= John Bosley Ziegler =

American doctor

John Bosley Ziegler (ca. 1920–1983) — known as John Ziegler and Montana Jack — was the American physician who originally developed the anabolic steroid Methandrostenolone (Dianabol, DBOL) which was released in the US in 1958 by Ciba. He pioneered its athletic use as an aid to muscle growth by bodybuilders, administering it to U.S. weightlifting champion Bill March of the York Barbell Club in 1959 when he was the physician to the U.S. Weightlifting team. It was banned by the Food and Drug Administration (FDA) under the Controlled Substances Act. Later in his life, he was outspoken against its use in sport, saying "It is bad enough to have to deal with drug addicts, but now healthy athletes are putting themselves in the same category. It's a disgrace. Who plays sports for fun anymore?" Ziegler suffered from heart disease, which he partially ascribed to his experimentation with steroids, and he died from heart failure in 1983.

==Biography==
===Early life===
Ziegler was born in the Midwestern United States but he returned to his family roots in southern Pennsylvania and graduated from Gettysburg College in 1942. He was descended from three generations of doctors going back to the American Civil War, and his father had been both practicing physician and a scientist who had discovered the salt tablet.

He served as an officer in the United States Marine Corps in the Pacific in World War II, where he suffered extensive bullet wounds. His experience of surgery and convalescence lead to a speciality in recuperative medicine at the University of Maryland Medical School. He served his internship and residency at Marine hospitals in Norfolk Virginia and Mobile Alabama, before completing a two-year residence in neurology at Tulane University School of Medicine in New Orleans. In 1954, after he settled in Olney, Maryland he specialized in the treatment of handicapped and seriously injured patients whilst conducting part-time chemistry research at Ciba Pharmaceuticals in Summit, N.J.

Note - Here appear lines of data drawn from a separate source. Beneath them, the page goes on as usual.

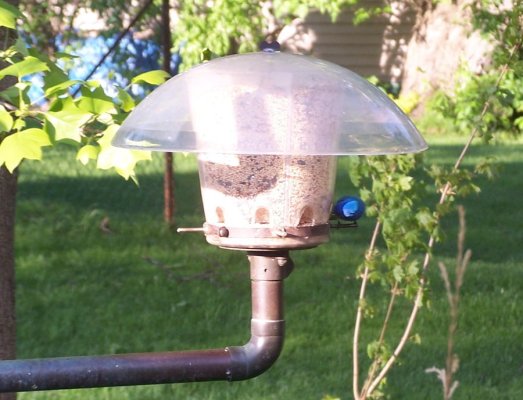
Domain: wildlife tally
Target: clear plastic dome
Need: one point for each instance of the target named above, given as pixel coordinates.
(270, 103)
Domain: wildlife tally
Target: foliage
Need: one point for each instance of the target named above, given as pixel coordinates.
(500, 23)
(87, 121)
(393, 196)
(229, 27)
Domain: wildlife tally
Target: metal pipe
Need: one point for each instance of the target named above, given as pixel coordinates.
(268, 269)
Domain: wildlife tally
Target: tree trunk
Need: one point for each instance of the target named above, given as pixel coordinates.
(168, 179)
(8, 185)
(443, 41)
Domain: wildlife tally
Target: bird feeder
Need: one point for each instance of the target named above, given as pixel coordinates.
(267, 128)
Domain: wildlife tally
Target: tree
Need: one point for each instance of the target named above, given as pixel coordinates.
(88, 121)
(8, 184)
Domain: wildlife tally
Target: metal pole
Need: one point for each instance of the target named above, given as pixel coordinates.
(268, 269)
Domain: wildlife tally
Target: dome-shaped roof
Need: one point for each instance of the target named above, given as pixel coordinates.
(269, 103)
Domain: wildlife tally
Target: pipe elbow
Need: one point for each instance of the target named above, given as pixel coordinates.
(257, 355)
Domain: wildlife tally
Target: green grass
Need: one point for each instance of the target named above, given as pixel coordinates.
(81, 291)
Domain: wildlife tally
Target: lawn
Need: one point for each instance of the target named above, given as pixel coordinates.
(136, 285)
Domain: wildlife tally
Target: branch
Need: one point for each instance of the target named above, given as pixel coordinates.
(444, 194)
(117, 41)
(357, 325)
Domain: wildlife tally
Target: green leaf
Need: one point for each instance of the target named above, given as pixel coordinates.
(6, 120)
(8, 15)
(60, 87)
(127, 102)
(29, 65)
(21, 145)
(405, 182)
(68, 122)
(96, 101)
(156, 77)
(86, 153)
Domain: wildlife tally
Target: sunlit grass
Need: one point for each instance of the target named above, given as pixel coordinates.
(137, 286)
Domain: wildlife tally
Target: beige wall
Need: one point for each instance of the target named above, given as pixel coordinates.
(376, 47)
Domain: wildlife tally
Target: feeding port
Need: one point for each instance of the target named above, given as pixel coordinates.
(266, 201)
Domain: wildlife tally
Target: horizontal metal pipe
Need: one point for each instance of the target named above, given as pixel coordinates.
(231, 363)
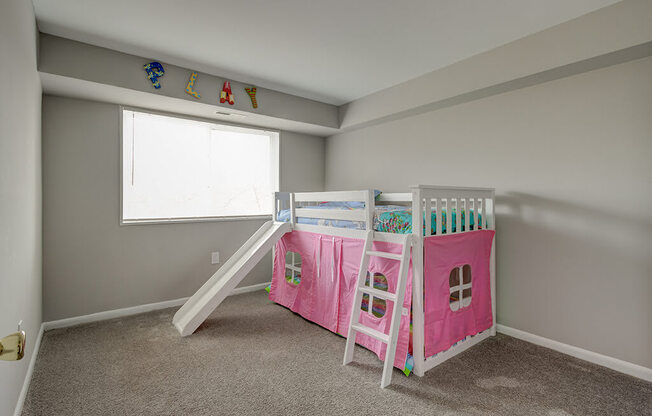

He became an enthusiastic weightlifter who pumped iron at the York Barbell Club, which was at the center of American fitness training thanks to its owner Bob Hoffman. Hoffman had competed with Joe Weider and Charles Atlas for the title of Mr America and wrote the book Weight Lifting in 1939. Ziegler's scientific credentials supplemented Hoffman's bodybuilding theories. Ziegler befriended weightlifter and bodybuilder champion John Grimek who was employed by Hoffman.

===Developing anabolic steroids===
In October 1954, Ziegler, went to Vienna with the American weightlifting team. There he met a Russian physicist who, over "a few drinks", repeatedly asked "What are you giving your boys?" When Ziegler returned the question, the Russian said that his own athletes were being given testosterone. Returning to America, Ziegler tried weak doses of testosterone on himself, on the American trainer Bob Hoffman and on three lifters, John Grimek, Jim Park and Yaz Kuzahara. All gained more weight and strength than any training programme would produce, but there were side-effects. With the research assistance of Ciba Pharmaceuticals, Ziegler began to look for synthetic substance that would mimic testosterone. Working at CIBA allowed Ziegler access to books and records from Germany where experiments with testosterone had been carried out by the Nazis, and which had been confiscated by the United States after the war. Ziegler sought a drug without after-effects and hit on an anabolic steroid, methandrostenolone (Dianabol, DBOL), made in the U.S. in 1958 by Ciba.

Ziegler gave Dianabol to the entire U.S. Olympic weightlifting team in Rome in 1960, but they still lost to the Soviets. He gave up experimentation with athletes when he learned that some who had taken 20 times the recommended dose of Dianabol had developed a liver condition. He was quoted in Science in 1972 saying "I lost interest in fooling with IQ's of that caliber. Now it's about as widespread among these idiots as marijuana." In later years Ziegler regretted introducing AAS to athletes. He recollected "but I wish to God now I’d never done it. I’d like to go back and take that whole chapter out of my life."